The project is currently out to bid, and architect John Cort, who designed the plans for the gymnasium and auditorium, said he expects about seven contractors to submit bids this month.
Given the competition among contractors in a down construction market, Jackson County Manager Chuck Wooten hopes the county will receive a competitive bid on the project.
Nevertheless, he said the county may be prepared to borrow more if necessary to cover the entire cost of the gymnasium and arts center, as well as other school projects now on the backburner, such as the locker room addition at Blue Ridge School in Cashiers.
Associate Superintendent Steve Jones called the commissioners’ vote a positive step toward the completion of the gym and auditorium project.
“The two boards have worked very well together on this project, and the commissioners have been very gracious in providing us funding for our capital projects,” Jones said, referring to the financial relationship between the commissioners and the school board, where funds for the schools’ capital projects must be supplied by the county.
Jones said the gym and auditorium were imagined 10 years ago, when a long range plan for schools’ capital projects were laid out. The timeline calls for completing the addition by spring of 2014.
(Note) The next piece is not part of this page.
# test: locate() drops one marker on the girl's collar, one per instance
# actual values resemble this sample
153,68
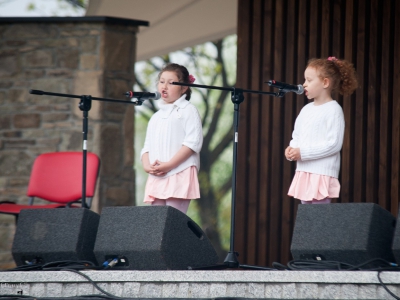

Every year the school goes without the new gymnasium, the more outdated the old one becomes.
“The gymnasium now is built to 1960 standards, not 2013 standards,” Cort said.
The new gym will be air conditioned, have enough court room for multiple activities to practice at once, without transporting children off-campus or staggering practice start times into the night, and enough seating for about 1,500, he said.
The fine arts auditorium will seat 750 and come equipped with stage features for high school performances, so those too do not have to be hosted at off-campus locations, such as auditoriums at Southwestern Community College or Western Carolina University as they are now.
“Every time you transport students, it’s dangerous,” Cort said. “You need facilities.”
Wooten said the application for the $10 million loan will still need to be approved by the Local Government Commission of the State Treasurer’s Office. The application to the state will be submitted later this month after construction bids come in and, a low bidder is chosen.
Wooten said the county is looking at a low interest rate of 2.79 percent under a special tax-exempt loan. The county is limited to borrowing only $10 million in tax-exempt loans in any given calendar year, so if the project cost exceeds $10 million, the county would borrow the remainder at a later date.